Although computer models of such phenomena have undoubtedly become more sophisticated, fundamental difficulties remain in predicting the relevant complex, coupled processes (including the effects of heat, mechanical deformation, microbes and coupled gas and water flow through fractured crystalline rocks or clay) over the long timescales necessary. In particular, more advanced understanding and modelling of chemical reactions is essential in order to evaluate the geochemical suitability of repository designs and sites. The suitability of copper, steel and bentonite as materials for canisters, overpacks and backfill also needs to be reassessed in the light of developing understanding of corrosion mechanisms and the effects of heat and radiation.
Unless and until such difficulties can be resolved, a number of scenarios exist in which a significant release of radioactivity from a deep repository could occur, with serious implications for the health and safety of future generations. In this light, the existence in a number of countries of ‘road maps’ for the implementation of deep disposal, and the rejection of other options, do not automatically mean that deep disposal of highly radioactive wastes is safe.

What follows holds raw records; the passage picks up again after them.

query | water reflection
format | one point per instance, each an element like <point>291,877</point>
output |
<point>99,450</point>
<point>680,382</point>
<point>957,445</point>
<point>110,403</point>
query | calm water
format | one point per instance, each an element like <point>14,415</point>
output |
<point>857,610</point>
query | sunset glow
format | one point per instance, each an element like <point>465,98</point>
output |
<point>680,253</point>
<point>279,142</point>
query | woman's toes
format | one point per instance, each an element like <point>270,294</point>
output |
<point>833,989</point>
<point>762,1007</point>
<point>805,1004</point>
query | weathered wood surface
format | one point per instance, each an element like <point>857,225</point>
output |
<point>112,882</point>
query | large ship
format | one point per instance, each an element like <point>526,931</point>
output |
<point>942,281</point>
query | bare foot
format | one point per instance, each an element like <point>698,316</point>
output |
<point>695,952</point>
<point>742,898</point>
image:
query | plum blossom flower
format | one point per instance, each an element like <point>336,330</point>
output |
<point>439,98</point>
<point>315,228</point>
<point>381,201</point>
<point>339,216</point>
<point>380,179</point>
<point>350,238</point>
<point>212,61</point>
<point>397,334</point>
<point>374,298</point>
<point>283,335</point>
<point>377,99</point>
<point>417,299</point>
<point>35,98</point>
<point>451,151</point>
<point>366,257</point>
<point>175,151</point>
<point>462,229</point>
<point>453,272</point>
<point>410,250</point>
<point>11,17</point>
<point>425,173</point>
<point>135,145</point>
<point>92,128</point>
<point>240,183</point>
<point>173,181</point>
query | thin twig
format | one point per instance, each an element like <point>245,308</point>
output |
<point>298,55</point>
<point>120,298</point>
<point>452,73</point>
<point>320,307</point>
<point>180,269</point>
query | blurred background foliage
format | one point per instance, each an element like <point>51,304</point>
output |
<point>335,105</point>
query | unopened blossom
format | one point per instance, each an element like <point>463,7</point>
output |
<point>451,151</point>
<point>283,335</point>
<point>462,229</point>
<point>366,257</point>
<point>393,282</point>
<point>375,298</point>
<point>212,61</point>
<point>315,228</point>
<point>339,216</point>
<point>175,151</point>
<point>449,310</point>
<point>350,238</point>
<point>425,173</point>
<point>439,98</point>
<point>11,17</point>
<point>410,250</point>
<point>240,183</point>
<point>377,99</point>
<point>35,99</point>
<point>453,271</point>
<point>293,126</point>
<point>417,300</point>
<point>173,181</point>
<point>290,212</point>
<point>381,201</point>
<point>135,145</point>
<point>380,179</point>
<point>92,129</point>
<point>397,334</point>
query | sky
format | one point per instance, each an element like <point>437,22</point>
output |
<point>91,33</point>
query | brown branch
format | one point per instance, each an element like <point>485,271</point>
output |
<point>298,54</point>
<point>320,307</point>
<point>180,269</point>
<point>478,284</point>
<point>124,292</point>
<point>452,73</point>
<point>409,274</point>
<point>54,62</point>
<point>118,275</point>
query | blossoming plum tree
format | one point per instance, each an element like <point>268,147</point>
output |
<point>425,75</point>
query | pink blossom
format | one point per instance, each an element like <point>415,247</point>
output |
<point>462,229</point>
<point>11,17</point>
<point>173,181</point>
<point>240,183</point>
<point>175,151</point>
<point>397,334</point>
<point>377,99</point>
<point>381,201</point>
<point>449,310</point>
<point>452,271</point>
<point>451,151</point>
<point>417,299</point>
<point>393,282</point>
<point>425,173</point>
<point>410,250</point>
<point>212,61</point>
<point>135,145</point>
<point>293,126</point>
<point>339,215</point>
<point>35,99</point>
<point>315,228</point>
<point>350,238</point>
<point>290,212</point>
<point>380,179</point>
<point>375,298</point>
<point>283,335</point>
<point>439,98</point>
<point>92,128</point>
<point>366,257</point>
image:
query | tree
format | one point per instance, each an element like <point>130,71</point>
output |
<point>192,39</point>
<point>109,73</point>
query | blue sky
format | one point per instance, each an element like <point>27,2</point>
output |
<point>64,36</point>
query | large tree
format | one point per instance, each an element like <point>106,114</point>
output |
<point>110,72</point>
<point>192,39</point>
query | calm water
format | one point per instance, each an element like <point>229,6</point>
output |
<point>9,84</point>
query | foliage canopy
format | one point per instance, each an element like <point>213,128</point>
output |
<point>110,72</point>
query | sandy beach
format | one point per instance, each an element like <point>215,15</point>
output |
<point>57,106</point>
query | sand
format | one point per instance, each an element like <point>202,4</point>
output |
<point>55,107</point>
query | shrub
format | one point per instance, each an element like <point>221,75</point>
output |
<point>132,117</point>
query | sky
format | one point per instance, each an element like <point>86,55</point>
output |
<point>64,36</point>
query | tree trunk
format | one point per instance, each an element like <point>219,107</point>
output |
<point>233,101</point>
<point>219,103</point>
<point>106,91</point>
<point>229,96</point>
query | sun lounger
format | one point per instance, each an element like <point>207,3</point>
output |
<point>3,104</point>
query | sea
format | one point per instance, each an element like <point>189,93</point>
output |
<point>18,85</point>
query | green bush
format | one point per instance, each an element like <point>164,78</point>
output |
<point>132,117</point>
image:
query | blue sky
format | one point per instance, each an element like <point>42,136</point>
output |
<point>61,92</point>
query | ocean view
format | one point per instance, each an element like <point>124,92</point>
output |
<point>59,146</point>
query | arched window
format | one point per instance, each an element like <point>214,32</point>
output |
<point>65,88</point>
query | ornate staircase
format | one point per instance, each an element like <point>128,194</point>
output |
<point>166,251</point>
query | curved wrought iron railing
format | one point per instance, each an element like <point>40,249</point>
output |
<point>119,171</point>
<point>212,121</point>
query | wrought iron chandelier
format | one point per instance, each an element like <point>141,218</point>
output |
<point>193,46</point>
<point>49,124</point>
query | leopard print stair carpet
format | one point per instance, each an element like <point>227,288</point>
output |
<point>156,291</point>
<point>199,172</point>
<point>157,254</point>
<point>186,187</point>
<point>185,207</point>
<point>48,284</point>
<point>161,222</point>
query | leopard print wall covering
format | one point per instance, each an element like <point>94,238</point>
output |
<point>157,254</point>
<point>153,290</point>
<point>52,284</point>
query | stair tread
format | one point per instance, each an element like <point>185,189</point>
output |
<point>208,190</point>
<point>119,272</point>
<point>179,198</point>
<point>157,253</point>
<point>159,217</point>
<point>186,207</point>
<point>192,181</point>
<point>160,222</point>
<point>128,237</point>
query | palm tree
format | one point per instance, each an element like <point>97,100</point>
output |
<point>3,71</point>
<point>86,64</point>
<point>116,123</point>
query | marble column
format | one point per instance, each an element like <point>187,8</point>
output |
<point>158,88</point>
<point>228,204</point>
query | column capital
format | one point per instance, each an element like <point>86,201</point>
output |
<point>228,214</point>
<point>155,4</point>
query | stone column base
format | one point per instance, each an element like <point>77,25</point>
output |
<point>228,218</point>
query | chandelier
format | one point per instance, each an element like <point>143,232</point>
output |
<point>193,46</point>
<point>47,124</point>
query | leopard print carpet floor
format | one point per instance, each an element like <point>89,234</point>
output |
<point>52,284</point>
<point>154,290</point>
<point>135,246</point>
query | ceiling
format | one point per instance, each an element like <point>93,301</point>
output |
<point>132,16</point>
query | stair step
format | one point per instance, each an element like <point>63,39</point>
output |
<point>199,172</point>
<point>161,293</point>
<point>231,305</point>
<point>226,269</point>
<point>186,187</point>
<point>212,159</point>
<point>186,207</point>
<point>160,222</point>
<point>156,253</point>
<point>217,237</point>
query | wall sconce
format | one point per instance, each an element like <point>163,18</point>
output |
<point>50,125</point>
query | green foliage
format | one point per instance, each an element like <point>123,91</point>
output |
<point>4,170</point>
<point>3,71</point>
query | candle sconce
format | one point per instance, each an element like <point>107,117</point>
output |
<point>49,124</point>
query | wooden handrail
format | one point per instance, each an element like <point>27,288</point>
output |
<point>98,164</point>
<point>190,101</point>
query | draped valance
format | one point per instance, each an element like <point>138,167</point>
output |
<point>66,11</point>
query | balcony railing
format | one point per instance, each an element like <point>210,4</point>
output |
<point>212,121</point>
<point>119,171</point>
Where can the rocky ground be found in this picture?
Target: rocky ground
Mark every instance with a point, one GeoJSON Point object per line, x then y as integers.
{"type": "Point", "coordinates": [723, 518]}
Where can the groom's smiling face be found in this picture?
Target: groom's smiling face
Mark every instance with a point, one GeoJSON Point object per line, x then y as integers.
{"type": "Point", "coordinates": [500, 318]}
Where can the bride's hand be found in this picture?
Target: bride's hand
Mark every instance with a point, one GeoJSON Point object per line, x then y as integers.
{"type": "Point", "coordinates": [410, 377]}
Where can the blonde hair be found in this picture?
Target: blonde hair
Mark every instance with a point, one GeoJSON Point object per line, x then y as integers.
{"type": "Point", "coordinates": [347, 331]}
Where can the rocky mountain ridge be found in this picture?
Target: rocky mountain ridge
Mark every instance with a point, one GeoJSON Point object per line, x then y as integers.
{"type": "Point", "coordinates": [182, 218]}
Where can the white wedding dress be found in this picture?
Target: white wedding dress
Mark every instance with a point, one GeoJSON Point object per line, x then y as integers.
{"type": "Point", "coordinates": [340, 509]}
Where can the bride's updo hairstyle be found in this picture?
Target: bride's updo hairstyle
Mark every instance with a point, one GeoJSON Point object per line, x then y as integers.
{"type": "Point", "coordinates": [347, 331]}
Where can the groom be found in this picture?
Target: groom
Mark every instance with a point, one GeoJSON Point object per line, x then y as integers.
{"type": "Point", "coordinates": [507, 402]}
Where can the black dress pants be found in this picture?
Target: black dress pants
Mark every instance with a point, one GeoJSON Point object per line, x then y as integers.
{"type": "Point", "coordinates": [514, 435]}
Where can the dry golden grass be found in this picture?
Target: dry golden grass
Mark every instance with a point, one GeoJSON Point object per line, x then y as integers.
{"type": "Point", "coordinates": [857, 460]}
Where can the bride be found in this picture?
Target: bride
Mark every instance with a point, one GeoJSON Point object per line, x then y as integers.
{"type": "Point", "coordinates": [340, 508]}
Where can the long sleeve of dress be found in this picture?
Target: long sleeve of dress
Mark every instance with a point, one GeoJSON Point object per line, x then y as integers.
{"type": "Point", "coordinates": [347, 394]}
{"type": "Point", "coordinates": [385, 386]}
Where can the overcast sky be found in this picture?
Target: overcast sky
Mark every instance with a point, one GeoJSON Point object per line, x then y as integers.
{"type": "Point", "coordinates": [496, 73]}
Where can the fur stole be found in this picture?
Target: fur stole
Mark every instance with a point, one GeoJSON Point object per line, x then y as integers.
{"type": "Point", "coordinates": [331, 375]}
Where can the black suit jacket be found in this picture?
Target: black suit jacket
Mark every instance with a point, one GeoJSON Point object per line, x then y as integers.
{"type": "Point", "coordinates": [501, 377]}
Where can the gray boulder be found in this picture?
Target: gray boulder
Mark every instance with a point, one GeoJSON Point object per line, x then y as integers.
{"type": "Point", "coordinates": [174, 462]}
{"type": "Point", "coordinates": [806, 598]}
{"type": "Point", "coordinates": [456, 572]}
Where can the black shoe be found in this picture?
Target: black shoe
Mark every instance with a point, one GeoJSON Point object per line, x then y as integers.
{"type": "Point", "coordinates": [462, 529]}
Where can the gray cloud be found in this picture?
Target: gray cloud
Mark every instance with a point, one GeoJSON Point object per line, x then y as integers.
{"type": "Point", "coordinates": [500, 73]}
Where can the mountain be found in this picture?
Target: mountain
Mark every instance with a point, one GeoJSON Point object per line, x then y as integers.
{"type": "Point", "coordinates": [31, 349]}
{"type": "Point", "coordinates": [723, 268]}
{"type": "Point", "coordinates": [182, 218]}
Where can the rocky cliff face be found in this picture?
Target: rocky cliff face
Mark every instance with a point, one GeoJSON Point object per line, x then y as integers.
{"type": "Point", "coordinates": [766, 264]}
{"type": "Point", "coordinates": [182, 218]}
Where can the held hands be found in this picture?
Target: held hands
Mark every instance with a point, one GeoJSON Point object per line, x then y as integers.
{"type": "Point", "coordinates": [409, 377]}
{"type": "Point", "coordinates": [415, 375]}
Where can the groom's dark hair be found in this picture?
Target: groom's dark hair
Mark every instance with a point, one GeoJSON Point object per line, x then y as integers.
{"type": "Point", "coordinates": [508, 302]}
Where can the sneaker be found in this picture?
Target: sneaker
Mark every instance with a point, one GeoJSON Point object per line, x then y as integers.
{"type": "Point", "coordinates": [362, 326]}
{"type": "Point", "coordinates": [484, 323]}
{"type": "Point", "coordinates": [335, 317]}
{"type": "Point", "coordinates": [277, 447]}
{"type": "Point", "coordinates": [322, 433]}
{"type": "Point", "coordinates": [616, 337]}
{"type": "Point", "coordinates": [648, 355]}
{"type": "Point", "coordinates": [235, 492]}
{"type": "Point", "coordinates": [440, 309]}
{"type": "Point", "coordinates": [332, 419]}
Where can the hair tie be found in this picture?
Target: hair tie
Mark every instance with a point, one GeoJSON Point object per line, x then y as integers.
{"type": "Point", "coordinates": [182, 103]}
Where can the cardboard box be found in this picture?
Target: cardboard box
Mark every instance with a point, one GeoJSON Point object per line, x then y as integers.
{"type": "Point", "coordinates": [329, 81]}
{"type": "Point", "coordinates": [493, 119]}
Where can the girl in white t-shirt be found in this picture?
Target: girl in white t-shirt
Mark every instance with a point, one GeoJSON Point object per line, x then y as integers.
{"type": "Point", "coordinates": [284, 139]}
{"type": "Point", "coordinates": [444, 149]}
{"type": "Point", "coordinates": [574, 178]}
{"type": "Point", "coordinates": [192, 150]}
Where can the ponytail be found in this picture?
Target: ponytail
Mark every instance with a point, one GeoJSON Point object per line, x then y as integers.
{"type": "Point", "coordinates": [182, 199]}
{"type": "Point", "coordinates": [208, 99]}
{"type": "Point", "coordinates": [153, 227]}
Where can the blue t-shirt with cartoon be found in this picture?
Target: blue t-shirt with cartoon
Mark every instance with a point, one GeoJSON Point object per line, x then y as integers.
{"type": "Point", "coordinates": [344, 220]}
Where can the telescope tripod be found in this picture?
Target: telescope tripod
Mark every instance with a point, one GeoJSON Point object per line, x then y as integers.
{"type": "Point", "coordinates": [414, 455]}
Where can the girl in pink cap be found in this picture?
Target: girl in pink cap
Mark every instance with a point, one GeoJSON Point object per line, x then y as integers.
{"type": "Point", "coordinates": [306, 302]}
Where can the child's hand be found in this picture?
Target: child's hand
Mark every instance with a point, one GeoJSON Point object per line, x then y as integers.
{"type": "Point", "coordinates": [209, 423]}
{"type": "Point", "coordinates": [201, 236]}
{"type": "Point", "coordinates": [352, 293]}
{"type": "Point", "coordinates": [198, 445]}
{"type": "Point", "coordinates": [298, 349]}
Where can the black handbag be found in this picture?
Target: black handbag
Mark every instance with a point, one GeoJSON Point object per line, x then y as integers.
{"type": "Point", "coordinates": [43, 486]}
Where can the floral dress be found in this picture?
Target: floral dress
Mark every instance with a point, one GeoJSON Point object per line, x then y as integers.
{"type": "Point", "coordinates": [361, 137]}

At present, the following issues remain unresolved and have implications for policy development:
- the high likelihood of interpretative bias in the safety assessment process because of the lack of validation of models, the role of commercial interests and the pressure to implement existing road maps despite important gaps in knowledge. Lack of (funding for) independent scrutiny of data and assumptions can strongly influence the safety case
- lack of a clearly defined inventory of radioactive wastes, as a result of uncertainty about the quantities of additional waste that will be produced in new reactors, increasing radioactivity of waste due to the use of higher burn-up fuels, and ambiguous definitions of what is considered as waste
- the question of whether site selection and characterisation processes can actually identify a large enough volume of rock with sufficiently favourable characteristics to contain the expected volume of wastes likely to be generated in a given country
- tension between the economic benefits offered to host communities and long-term repository safety, leading to a danger that concerns about safety and impacts on future generations may be sidelined by the prospect of economic incentives, new infrastructure or jobs. There is additional tension between endorsement of deep disposal as a potentially ‘least bad’ option for existing wastes, and nuclear industry claims that deep repositories provide a safe solution to waste disposal and so help to justify the construction of new reactors
- potential for significant radiological releases through a variety of mechanisms, involving the release of radioactive gas and/or water due to the failure of the near-field or far-field barriers, or both
- significant challenges in demonstrating the validity and predictive value of complex computer models over long timescales
- risk of significant escalation in repository costs.